If 1,000 people are in the audience, their combined ears collect only 0.17 percent of the direct sound emitted by the loudspeaker. The rest of the sound, the other 99.83 percent of the sound, is called “indirect sound”. What happens to all this indirect sound is what auditorium acoustics is all about. If the indirect sound is neglected or mishandled, the auditorium will sound bad, and if it is well handled, the auditorium will sound good.

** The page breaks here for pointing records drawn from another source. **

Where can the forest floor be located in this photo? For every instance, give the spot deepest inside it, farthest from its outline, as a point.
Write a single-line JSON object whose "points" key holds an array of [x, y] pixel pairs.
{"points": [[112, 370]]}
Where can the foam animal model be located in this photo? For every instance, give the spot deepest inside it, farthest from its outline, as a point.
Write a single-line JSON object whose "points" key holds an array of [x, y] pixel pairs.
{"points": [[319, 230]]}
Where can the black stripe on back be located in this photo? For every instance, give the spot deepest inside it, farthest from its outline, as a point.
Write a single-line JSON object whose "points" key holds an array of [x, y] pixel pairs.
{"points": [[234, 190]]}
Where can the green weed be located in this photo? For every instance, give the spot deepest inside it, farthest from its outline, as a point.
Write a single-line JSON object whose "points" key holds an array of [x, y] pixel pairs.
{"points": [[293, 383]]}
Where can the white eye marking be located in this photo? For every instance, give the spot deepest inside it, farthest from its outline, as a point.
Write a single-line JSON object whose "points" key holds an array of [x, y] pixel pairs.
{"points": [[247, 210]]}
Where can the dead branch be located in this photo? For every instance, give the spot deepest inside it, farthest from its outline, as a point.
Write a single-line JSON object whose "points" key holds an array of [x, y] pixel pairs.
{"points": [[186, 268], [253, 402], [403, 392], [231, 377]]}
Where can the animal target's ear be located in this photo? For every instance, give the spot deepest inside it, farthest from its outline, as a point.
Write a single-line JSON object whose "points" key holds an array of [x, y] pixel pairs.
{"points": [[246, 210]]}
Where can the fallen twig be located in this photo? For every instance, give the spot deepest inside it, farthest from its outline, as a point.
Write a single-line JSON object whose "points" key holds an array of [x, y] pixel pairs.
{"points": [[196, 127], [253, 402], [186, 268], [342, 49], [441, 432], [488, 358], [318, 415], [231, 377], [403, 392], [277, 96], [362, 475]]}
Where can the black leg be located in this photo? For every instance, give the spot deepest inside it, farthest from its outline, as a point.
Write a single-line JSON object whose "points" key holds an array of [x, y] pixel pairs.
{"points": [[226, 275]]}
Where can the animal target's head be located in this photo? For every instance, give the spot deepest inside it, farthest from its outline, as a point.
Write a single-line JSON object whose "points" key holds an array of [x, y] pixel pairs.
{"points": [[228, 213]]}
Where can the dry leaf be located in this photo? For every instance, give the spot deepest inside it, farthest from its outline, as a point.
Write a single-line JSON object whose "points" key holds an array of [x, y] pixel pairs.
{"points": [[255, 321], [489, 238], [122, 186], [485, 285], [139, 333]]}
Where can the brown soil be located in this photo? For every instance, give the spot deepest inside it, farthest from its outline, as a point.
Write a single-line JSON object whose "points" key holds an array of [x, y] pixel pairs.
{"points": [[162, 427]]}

To recap, auditorium design or renovation can be understood to involve three consecutive areas of expertise. The architect designs a building that is attractive, comfortable and allows people to see what is going on. The sound contractor supplies a sound system to the auditorium that makes a direct sound loud enough so people can hear what is going on. However, nearly all of the sound generated by the sound equipment misses its intended target, the ears of the people. Picking up and handling the stray sound is the responsibility of the acoustical engineer. How it is collected and processed makes all the difference between a good and a bad-sounding auditorium.